За одно-единственное нарушение Господь обрек Адама — и не только Адама, но и всех его потомков, включая меня, — на вечную погибель. Когда я вырос, епископ Батлер и другие достойные авторы старались мне разъяснить всю мудрость и справедливость, проявленные Господом в этом вопросе, но так меня и не убедили. На мой взгляд, с Адамом и со всем родом человеческим обошлись излишне сурово — и это еще очень мягко сказано. Должно быть, и сам Бог почувствовал, что был слишком строг, и чтобы поправить дело, послал в мир Своего единородного Сына, умереть за наши грехи. При этом первородный грех с Адама и Евы был снят. Человечество получило еще один шанс на спасение. Никто мне так и не объяснил, почему Бог, который всемогущ и может сделать все, что захочет, не выбрал какой-нибудь более простой и гуманный способ. Вслух я этого вопроса никогда не задавал, чувствуя, что он слишком ужасен. И даже при всем том, спасется не все человечество, а только те, кто «верит». Не веришь — значит, проклят.
В детстве я ужасно мучился, потому что никак не мог определить, верю я или нет. Само собой, я старался верить — старался изо всех сил, зная, что мое неверие разобьет маме сердце. К тому же за это меня отправят в ад. Не раз во время проповеди я слышал пламенные и подробные описания адских мук. Ужас перед ними не покидал меня ни на минуту. Уткнувшись лицом в подушку, я снова и снова повторял: «Я верю!» — и под конец просто кричал в голос, на случай, если Господь не расслышал мой невнятный шепот. Временами на меня находила уверенность, что я победил, что я действительно верю. А потом вновь возвращался страх: вдруг я только притворяюсь, а на самом деле не верю, и Бог видит меня насквозь. Я не решался даже заикнуться об этом: спрашивать означало признаться в неверии. Старался не думать, но мысли являлись сами собой. Это дьявол меня искушает, говорил я себе, но не мог его прогнать ни постами, ни молитвой. С годами его голос стал еще настойчивее.
Я не мог понять, почему Господь прячется от людей? Ведь все люди — Его дети, отчего же Он явил Себя только евреям, мелкому племени пастухов-кочевников, почему именно им предоставил распространять слово Его — или не распространять, как заблагорассудится?
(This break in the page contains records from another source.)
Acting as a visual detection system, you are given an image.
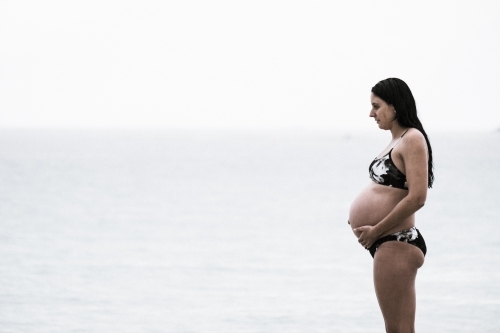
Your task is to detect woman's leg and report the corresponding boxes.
[373,241,424,333]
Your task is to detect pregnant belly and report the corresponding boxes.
[349,183,414,236]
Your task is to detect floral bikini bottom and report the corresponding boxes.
[368,227,427,257]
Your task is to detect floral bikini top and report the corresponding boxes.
[368,130,408,190]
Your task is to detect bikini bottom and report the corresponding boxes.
[368,227,427,257]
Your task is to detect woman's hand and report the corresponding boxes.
[354,225,379,250]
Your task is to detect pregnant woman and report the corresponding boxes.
[349,78,434,333]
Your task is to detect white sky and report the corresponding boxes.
[0,0,500,131]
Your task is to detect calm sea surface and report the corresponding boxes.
[0,130,500,333]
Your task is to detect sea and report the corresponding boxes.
[0,129,500,333]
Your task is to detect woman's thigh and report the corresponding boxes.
[373,241,424,332]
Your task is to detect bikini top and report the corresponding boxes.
[368,130,408,190]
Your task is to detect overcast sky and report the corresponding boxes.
[0,0,500,131]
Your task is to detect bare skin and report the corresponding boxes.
[349,94,427,333]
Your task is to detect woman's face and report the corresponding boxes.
[370,93,397,130]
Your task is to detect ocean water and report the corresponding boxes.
[0,129,500,333]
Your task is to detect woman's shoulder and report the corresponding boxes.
[401,128,427,150]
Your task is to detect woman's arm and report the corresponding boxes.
[355,130,428,248]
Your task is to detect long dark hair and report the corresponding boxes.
[372,78,434,188]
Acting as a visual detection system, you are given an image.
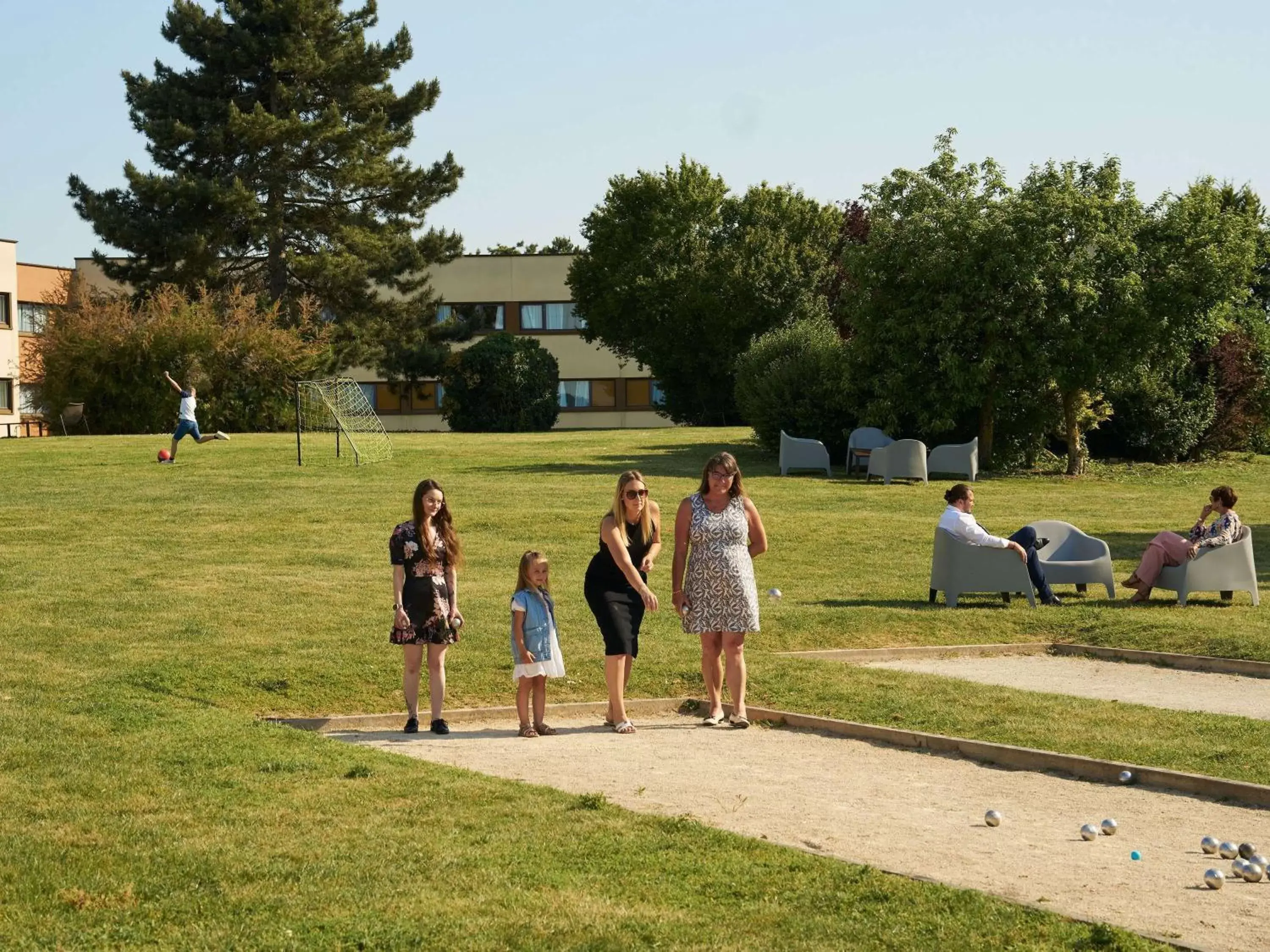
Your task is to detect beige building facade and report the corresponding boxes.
[75,255,671,430]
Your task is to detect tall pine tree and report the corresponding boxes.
[70,0,465,355]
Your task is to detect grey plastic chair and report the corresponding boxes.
[931,528,1036,608]
[926,437,979,482]
[1156,526,1261,605]
[1030,519,1115,598]
[847,426,895,476]
[781,430,833,476]
[865,439,928,486]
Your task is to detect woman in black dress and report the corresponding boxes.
[389,480,464,734]
[584,470,662,734]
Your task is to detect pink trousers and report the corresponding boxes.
[1124,532,1191,598]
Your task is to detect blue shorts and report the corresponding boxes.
[171,420,203,443]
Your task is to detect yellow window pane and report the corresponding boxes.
[591,380,617,406]
[626,378,653,406]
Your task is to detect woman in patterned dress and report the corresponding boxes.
[672,453,767,727]
[389,480,464,734]
[1124,486,1241,603]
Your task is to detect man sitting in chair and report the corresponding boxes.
[940,482,1062,605]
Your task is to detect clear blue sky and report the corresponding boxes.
[0,0,1270,264]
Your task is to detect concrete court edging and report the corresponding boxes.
[779,641,1270,678]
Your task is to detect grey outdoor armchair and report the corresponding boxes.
[931,529,1036,608]
[866,439,928,486]
[847,426,895,476]
[926,437,979,482]
[1156,526,1261,605]
[1031,519,1115,598]
[780,430,833,476]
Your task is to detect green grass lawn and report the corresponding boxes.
[10,429,1270,948]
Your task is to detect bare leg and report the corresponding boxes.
[701,631,723,715]
[723,631,745,717]
[605,655,631,724]
[428,645,450,721]
[401,645,423,720]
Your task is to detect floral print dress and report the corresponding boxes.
[389,520,458,645]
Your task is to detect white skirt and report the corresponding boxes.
[512,626,564,683]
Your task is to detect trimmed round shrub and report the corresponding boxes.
[441,333,560,433]
[737,317,857,458]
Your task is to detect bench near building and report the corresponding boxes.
[75,255,671,430]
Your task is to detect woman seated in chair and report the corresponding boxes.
[1124,486,1240,602]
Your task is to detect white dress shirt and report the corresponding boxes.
[940,505,1010,548]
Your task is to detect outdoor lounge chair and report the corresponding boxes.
[781,430,833,476]
[847,426,895,476]
[1156,526,1261,605]
[926,437,979,482]
[866,439,928,486]
[57,404,93,437]
[931,529,1036,608]
[1031,519,1115,598]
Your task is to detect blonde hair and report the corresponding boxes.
[610,470,653,546]
[516,548,551,592]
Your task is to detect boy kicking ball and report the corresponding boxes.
[159,371,229,463]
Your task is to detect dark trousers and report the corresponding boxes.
[1010,526,1054,602]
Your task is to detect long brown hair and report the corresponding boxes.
[414,480,464,567]
[610,470,653,546]
[697,451,745,499]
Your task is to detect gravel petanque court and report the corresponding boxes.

Они, кстати, и не распространяли. Приложили все старания, чтобы оставить Его себе как некую собственность. Даже среди первых христиан шли ожесточенные споры — следует ли поделиться Христом с другими народами? Значительная часть человечества до сих пор не знает Евангелия, а ведь от него зависит их спасение. Почему Бог окружил себя такой таинственностью? Почему не произнес заветы Свои трубным гласом?
Почему Он не говорит со мной? Если сомнения в самом деле нашептывает дьявол, почему Бог не скажет хоть слово, чтобы их рассеять? Зачем дан мне разум, если от меня требуется всего лишь слепая вера, подобная животному инстинкту? Почему Бог не хочет говорить? Или не может?
Да есть ли Бог? И кто он, этот Бог Авраама, Исаака и Иакова, на каждом шагу совершающий ошибки и потом сокрушающийся о них? Способный уничтожить то, что сам же создал? Бог карающий и проклинающий, «ревнивый» Бог, требующий беспрестанной хвалы и преклонения, жертвенной крови агнцев и козлищ. Бог, уделяющий много внимания отделке интерьера, — занавесям и подсвечникам, утвари из золота и дерева ситтим. Бог битвы. Бог мести и смертоубийства. Бог, который создал ад для детей своих. Бог крови и жестокости! Это не Бог. Это существо человек сотворил по образу и подобию своему.
Во времена моей молодости приличным людям не полагалось затрагивать в разговоре три темы: политику, секс и религию. Я помню, как старались внушить мне эту мысль мои первые редакторы. Наверняка многие рядом со мной мучились теми же сомнениями. Мы могли бы помочь друг другу, но религия была запретной темой даже в богемных кругах. Для молодого человека интересоваться религией означало клеймо не только ханжи, но и не-англичанина. Я знал, что есть книги, в которых вопросы религии рассматриваются с точки зрения свободного мыслителя, но они меня не интересовали. Книги, поддерживающие общепринятую точку зрения, я читал, и, думаю, не моя вина, если они вместо того, чтобы прояснить, окончательно меня запутали.
Я пережил мучительный период душевного разлада. Трудно и больно расставаться с детской верой, вырывать ее из себя. Постепенно я достиг, по выражению Карлейля, «точки безразличия»[51]. Что мы, в сущности, знаем? Что мы можем знать? Что такое всевозможные конфессии, как не своеобразный юридический жаргон Высшего суда? За полтора шиллинга можно заверить свои показания у ближайшего крючкотвора: «Я ознакомлен с материалами дела, и я верую».